Sumário: Introdução. 1. Princípio da Igualdade em Sentido Formal e Material. 2. Discriminação. 2.1. Conceito. 2.2. Tipologia. 2.2.1. Discriminações Intencionais Explícitas. 2.2.1.1. Teoria do Impacto Desproporcional. 2.2.2. Discriminações Intencionais Implícitas. 2.2.3. Discriminações Não Intencionais. 3. Conceito de Ações Afirmativas. 3.1. Fundamentos Constitucionais da Ação Afirmativa. 3.2. O Problema das Quotas e as Objeções que se Fazem à Ação Afirmativa. 3.3. Ação Afirmativa no Direito Brasileiro. 3.3.1. Ação Afirmativa e gênero. 3.3.2. Ação Afirmativa e Raça. Conclusão. Referências Bibliográficas.


Introdução

O objetivo do presente trabalho é estudar, brevemente, o problema da possibilidade de implementação de políticas de discriminação positiva – ações afirmativas – no direito brasileiro, tendo em vista as diretrizes constitucionais sobre o princípio da igualdade e sobre os objetivos fundamentais da República Federativa do Brasil. Secundariamente, visa-se, ainda, a uma descrição das medidas afirmativas vigentes e das propostas vanguardistas de sua ampliação.

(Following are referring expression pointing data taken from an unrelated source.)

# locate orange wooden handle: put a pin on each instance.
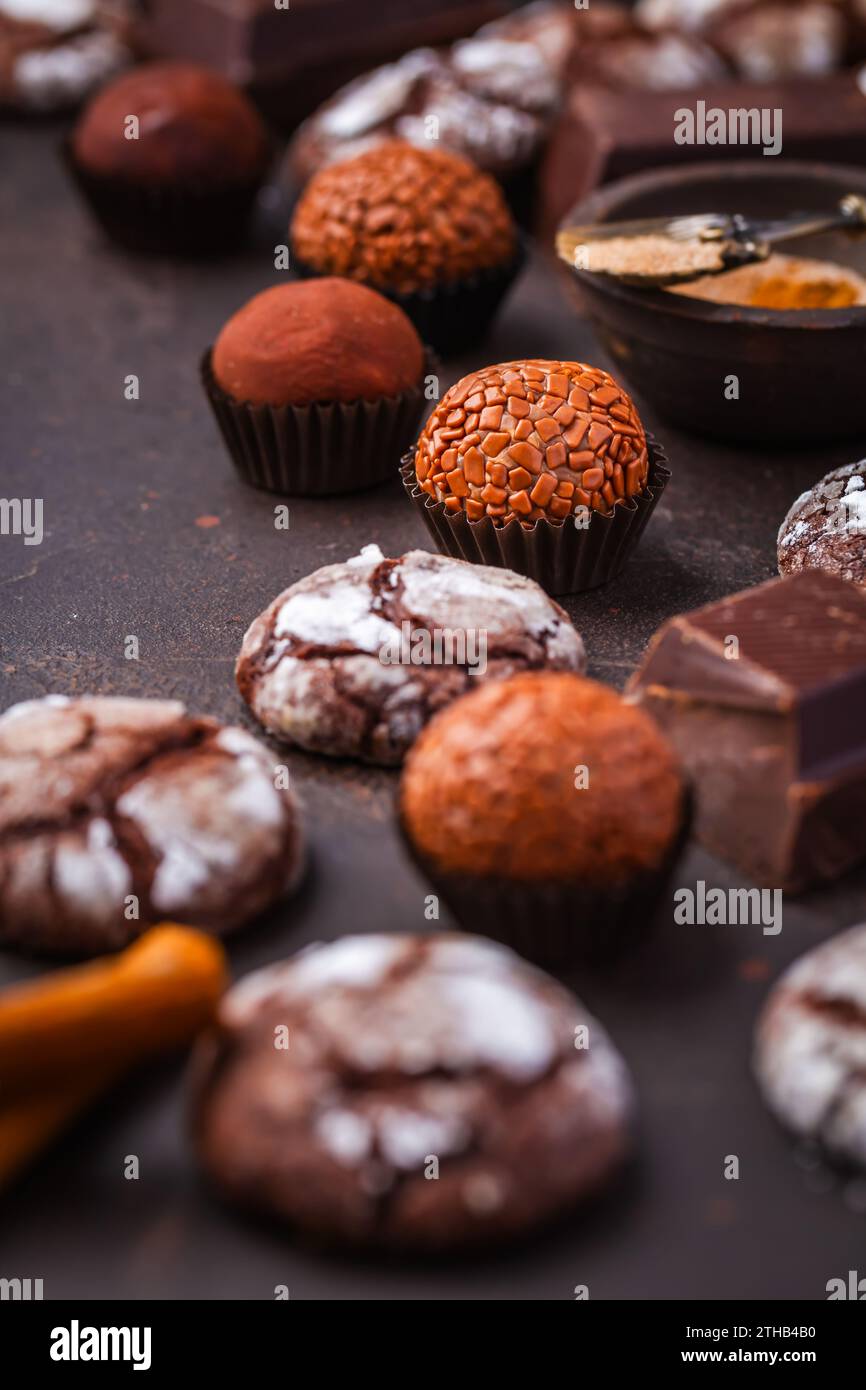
(154, 995)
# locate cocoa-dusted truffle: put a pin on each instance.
(494, 784)
(528, 439)
(319, 339)
(545, 815)
(193, 127)
(402, 218)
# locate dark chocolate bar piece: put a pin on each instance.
(763, 697)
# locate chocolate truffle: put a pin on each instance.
(319, 339)
(826, 527)
(403, 220)
(534, 439)
(116, 813)
(762, 694)
(193, 127)
(356, 658)
(811, 1044)
(544, 809)
(433, 1097)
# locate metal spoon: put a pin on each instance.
(733, 238)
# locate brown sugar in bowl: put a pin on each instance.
(540, 466)
(798, 370)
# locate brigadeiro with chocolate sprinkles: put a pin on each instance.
(538, 466)
(407, 1052)
(317, 387)
(424, 227)
(826, 527)
(345, 662)
(546, 812)
(184, 178)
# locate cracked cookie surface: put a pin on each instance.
(826, 527)
(811, 1047)
(116, 813)
(330, 663)
(428, 1093)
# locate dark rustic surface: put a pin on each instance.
(148, 533)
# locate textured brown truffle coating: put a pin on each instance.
(528, 439)
(489, 787)
(193, 125)
(403, 218)
(320, 339)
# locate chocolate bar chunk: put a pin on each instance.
(605, 134)
(763, 695)
(292, 56)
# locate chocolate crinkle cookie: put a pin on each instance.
(116, 813)
(826, 527)
(416, 1093)
(356, 658)
(811, 1047)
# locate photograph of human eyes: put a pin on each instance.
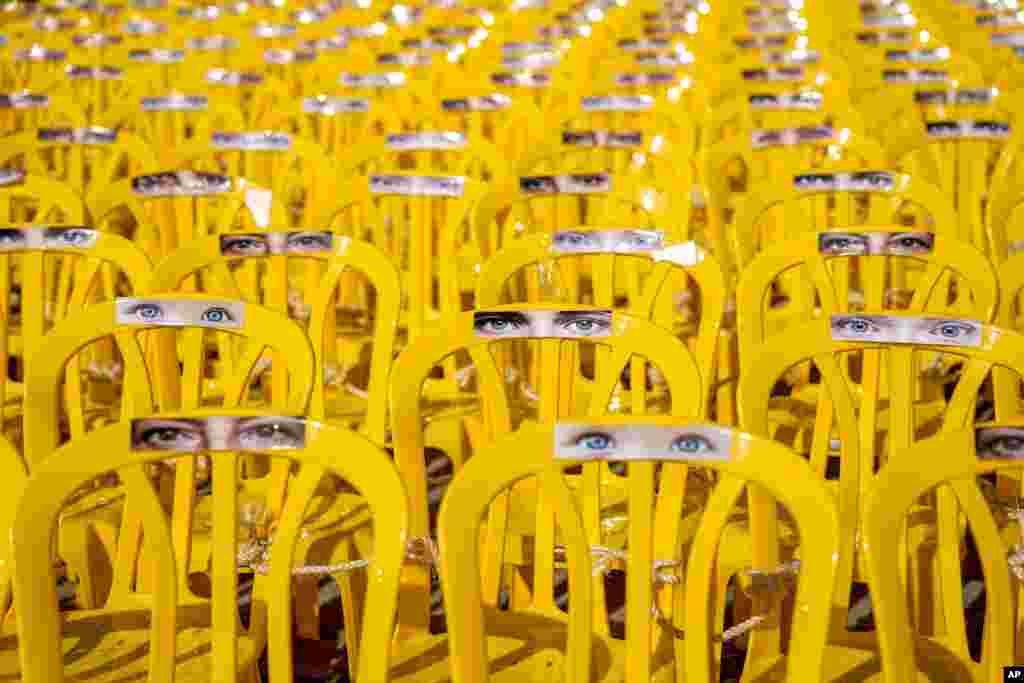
(999, 442)
(218, 433)
(842, 244)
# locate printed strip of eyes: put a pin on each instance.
(64, 237)
(914, 76)
(175, 103)
(264, 140)
(619, 103)
(580, 183)
(639, 441)
(780, 74)
(922, 56)
(429, 140)
(968, 129)
(486, 103)
(862, 181)
(165, 312)
(542, 324)
(181, 183)
(999, 442)
(157, 56)
(963, 96)
(861, 244)
(388, 80)
(232, 78)
(919, 330)
(261, 244)
(810, 101)
(77, 72)
(24, 100)
(524, 80)
(418, 185)
(254, 433)
(788, 136)
(91, 135)
(326, 105)
(602, 138)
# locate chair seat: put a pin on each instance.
(113, 645)
(521, 647)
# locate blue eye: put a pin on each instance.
(595, 441)
(951, 330)
(691, 444)
(217, 314)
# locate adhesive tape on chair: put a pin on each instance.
(248, 433)
(918, 330)
(168, 312)
(696, 442)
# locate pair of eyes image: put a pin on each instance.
(542, 324)
(921, 330)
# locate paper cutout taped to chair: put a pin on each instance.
(388, 80)
(328, 105)
(787, 136)
(918, 330)
(914, 76)
(24, 100)
(494, 102)
(609, 241)
(542, 324)
(578, 183)
(992, 442)
(418, 185)
(809, 100)
(426, 140)
(859, 181)
(968, 129)
(262, 244)
(232, 78)
(101, 73)
(90, 135)
(602, 138)
(619, 103)
(157, 56)
(954, 96)
(181, 183)
(175, 103)
(576, 440)
(182, 312)
(876, 243)
(256, 141)
(58, 238)
(187, 434)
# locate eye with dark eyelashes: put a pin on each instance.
(909, 243)
(146, 311)
(496, 325)
(952, 330)
(217, 315)
(583, 324)
(856, 326)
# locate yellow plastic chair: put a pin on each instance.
(957, 478)
(560, 390)
(83, 158)
(163, 371)
(186, 634)
(487, 644)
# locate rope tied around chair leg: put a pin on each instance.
(255, 555)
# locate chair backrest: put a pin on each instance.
(559, 336)
(124, 449)
(544, 451)
(154, 380)
(960, 480)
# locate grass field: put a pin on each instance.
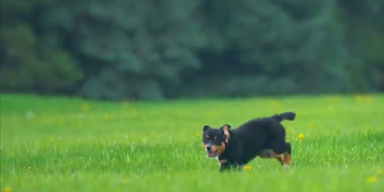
(61, 144)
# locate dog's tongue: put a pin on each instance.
(210, 154)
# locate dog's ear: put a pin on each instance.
(225, 128)
(206, 127)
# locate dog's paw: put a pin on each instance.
(286, 166)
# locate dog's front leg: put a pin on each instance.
(225, 166)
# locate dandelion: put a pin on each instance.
(125, 103)
(371, 179)
(85, 107)
(275, 104)
(107, 117)
(247, 167)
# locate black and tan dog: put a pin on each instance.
(263, 137)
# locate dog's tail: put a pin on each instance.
(290, 116)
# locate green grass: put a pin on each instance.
(62, 144)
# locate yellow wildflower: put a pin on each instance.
(371, 179)
(85, 107)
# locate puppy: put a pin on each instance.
(264, 137)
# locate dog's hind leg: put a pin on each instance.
(283, 149)
(287, 155)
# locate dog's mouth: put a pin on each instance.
(212, 153)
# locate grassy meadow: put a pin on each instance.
(61, 144)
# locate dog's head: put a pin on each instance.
(215, 140)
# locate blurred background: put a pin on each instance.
(167, 49)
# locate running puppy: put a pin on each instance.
(263, 137)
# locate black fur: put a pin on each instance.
(252, 139)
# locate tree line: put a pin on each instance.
(156, 50)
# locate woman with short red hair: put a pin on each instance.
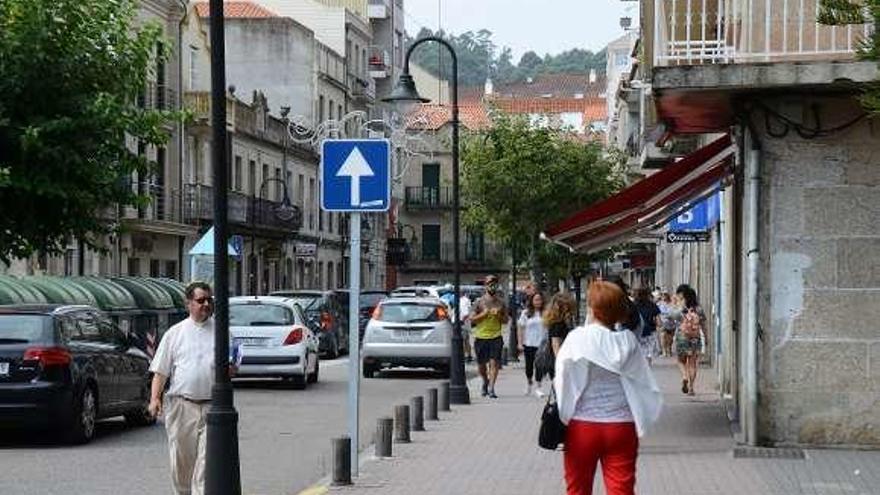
(606, 395)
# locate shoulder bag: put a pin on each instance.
(552, 431)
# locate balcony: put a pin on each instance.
(379, 63)
(379, 9)
(694, 32)
(472, 255)
(243, 210)
(427, 198)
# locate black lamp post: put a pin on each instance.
(222, 469)
(405, 92)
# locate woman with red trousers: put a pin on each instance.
(607, 397)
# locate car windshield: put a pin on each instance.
(307, 303)
(409, 313)
(253, 315)
(371, 300)
(23, 329)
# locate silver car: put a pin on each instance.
(273, 339)
(408, 331)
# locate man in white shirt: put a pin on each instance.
(186, 356)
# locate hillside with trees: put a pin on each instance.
(479, 58)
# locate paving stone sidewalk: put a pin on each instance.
(489, 447)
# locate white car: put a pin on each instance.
(408, 331)
(273, 339)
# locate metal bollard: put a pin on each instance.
(417, 410)
(401, 424)
(431, 413)
(384, 431)
(342, 461)
(444, 396)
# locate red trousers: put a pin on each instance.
(615, 445)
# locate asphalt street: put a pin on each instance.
(284, 440)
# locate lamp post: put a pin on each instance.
(405, 92)
(222, 468)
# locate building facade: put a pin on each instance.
(788, 270)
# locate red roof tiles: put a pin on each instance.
(237, 10)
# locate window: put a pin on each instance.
(313, 201)
(236, 174)
(193, 67)
(430, 242)
(252, 177)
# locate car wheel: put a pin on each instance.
(85, 414)
(139, 417)
(313, 377)
(369, 371)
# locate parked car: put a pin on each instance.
(408, 331)
(325, 314)
(67, 366)
(274, 339)
(369, 299)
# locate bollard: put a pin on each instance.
(384, 431)
(431, 413)
(417, 408)
(401, 424)
(444, 396)
(342, 461)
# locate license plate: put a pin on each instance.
(408, 335)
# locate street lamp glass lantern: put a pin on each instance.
(405, 97)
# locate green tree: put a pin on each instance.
(842, 12)
(517, 179)
(71, 72)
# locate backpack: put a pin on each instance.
(691, 325)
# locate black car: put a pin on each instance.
(327, 312)
(65, 367)
(368, 300)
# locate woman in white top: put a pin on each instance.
(531, 333)
(606, 395)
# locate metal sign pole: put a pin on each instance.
(354, 360)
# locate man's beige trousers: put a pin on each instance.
(185, 423)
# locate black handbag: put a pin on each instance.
(552, 431)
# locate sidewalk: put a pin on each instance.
(490, 447)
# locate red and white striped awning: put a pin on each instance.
(647, 204)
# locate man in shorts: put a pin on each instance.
(488, 316)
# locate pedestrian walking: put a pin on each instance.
(650, 314)
(689, 337)
(670, 315)
(531, 333)
(186, 357)
(488, 316)
(606, 395)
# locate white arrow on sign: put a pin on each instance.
(355, 166)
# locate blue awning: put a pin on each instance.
(205, 246)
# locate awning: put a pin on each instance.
(647, 204)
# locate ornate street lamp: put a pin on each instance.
(405, 94)
(222, 468)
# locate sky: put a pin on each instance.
(545, 26)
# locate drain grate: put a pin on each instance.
(767, 453)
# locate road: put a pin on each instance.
(284, 440)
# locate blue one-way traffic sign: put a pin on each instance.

Cuida-se, inicialmente, da distinção entre o princípio da igualdade formal e o princípio da igualdade material, que conduz ao fundamento teórico constitucional das medidas de desequiparação. Brevemente, estudam-se as modalidades mais comuns de discriminação, seu conceito e tipologia. Outrossim, analisam-se os possíveis fundamentos constitucionais que poderiam ser invocados como suporte constitucional de políticas de ação afirmativa e as críticas possíveis a esse instrumento político de combate à discriminação.

Embora sejam as ações afirmativas definidas de forma abrangente, o estudo concentra-se sobretudo na análise de constitucionalidade das quotas, que encarnam a forma mais difundida e mais radical de ação afirmativa.

Finalmente, são analisados os projetos de lei e leis afirmativas que têm recebido maior destaque nos espaços públicos de discussão como o Parlamento e a mídia escrita. Enfrentam-se, dada a limitação de um trabalho monográfico final de disciplina, apenas dois grandes temas dentre os diversos que são abrangidos pela discriminação positiva: a ação afirmativa de gênero e a de raça. Fazem-se, ainda, nesse tópico, comentários sobre a necessidade de a Corte Constitucional Brasileira enveredar pela análise de prognoses legislativas como condição sine qua non para um controle de constitucionalidade adequado das ações afirmativas.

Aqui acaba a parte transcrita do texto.